There are people who release theories of conspiracy that are malicious, or as a joke. Sometimes they are jumping to conclusions on information. The theory that there is an organised rich club trying to reduce the population of the world is possible, but it is not necessary to go that far in order to explain the anomalies. From my understanding of the information, it is possible the likes of Gates and Klaus genuinely believe we can reach a kind of utopia, and that medical sacrifices must be made to expatiate the goal due to the likelihood that the visionary (Gates) will not live to see it through. But in my view, money making, and control are simple enough to explain everything, and that is the only way to explain Fauci’s actions. What if the mRNA vaccines do interact with our DNA? There are reasoned theories that it does, and no proof that it doesn’t. Authorities are not funding the necessary studies. Fauci and Gates both have a history of this that goes back decades and has been unfortunate for the test populations. The latest theory is that we are going start to talk about HIV or AIDS (an accomplished researcher believes he has found an HIV edit in the covid-19 virus)(I haven’t specifically gone into the verifiable evidence to support the LAB release theory in this writing, but suffice to say the theory should never have been dismissed). Acquired immunodeficiency has been proven in previous attempts at mRNA vaccines, and has been theorised in the current vaccines. We shall see if this amounts to anything over the next few months, though I would expect it to be attributed to something other than the technology in question.

I think I have proven beyond doubt that single sources of information, whether they be medical journals, governments, or media organisations must be understood in the context of one another.

THE RABBIT HOLE . Even if after looking at the links you want to dismiss a third, or a half of my points, the remainder should prove there is ample room for other points of view and going by MOH and Flourish data (via RNZ) there is absolutely no reason to fear the un-mRNA-vaccinated. I cannot claim to be unvaccinated but we skeptics seem to be the only ones keeping an eye on the detail of the science. I would love to have a discussion on basic scientific fundamentals sometime.

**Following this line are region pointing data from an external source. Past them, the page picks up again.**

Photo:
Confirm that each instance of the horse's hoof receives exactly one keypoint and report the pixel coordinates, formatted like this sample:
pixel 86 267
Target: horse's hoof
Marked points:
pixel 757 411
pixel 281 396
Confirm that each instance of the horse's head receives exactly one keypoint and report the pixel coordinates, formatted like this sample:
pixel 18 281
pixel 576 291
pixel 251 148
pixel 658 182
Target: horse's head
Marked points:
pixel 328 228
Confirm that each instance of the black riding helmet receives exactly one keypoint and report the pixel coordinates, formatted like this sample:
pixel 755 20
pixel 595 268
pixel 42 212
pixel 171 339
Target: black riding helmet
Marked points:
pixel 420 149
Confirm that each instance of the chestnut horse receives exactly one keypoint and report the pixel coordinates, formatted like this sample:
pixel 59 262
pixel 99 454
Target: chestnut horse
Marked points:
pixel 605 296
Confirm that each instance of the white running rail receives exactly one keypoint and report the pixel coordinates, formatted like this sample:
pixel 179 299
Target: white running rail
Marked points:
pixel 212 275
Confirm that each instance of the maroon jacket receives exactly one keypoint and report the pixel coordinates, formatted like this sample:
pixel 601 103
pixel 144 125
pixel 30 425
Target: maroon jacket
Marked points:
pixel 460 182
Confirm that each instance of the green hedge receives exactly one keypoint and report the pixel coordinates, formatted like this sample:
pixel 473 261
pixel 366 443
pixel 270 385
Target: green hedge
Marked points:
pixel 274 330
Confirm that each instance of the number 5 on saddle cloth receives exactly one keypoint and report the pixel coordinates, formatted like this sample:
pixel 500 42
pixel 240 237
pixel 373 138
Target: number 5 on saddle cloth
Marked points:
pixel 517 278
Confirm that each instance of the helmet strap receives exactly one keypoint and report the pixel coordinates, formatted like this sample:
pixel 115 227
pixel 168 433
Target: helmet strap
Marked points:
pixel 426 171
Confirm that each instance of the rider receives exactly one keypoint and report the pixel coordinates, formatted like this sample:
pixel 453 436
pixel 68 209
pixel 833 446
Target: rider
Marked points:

I was asked where the rabbit hole led to in response to a column I wrote for the Gisborne Herald. I can now answer that with certainty. It leads to the funder of the studies. We are looking at one single man who demands self-censorship and whose policy recommendations never ignored. If he knows the science is against him, he simply doesn’t provide the funding. The most bewildering part is that his track record of outcomes prove without a doubt he has specifically not funded the most relevant research to the problems the US has faced in the last few decades. If anyone can point me towards information that logically concludes that NZ has followed the evidence using tried and tested scientific rhetoric (such as ‘do no harm’, and using the hirachachy of evidence) I will most definitely read it.

Assuming there is at least a single valid point in this:

  • 1- Am I taking exception to anomalies in a system that is trying to save us from a nasty virus. In which case, it is good to talk about this to make sure the process can run more smoothly next time. OR
  • 2- these anomalies are indicative of a system that is designed to work in the interests of the worlds most resourced lobby groups. In which case, it is good to talk about it.

Thank you for reading. Comments welcome. I’d love to hear which parts are the hardest to swallow, as there may be some edits I need to make.

Alexis P Copland

Former BlackRock Portfolio Manager, Edward Dowd explains how it came about that half of the FDAs budget comes from the private companies it regulates, and how it gives certainty to the industry. The relationship is described as a revolving door.

One response to “Healing The Gulf of the Pandemic Divide: Seeking clarity amongst chaos”

  1. Thanks for the good collection of links, and well done finding a way to approach so many of these developing topics of discussion.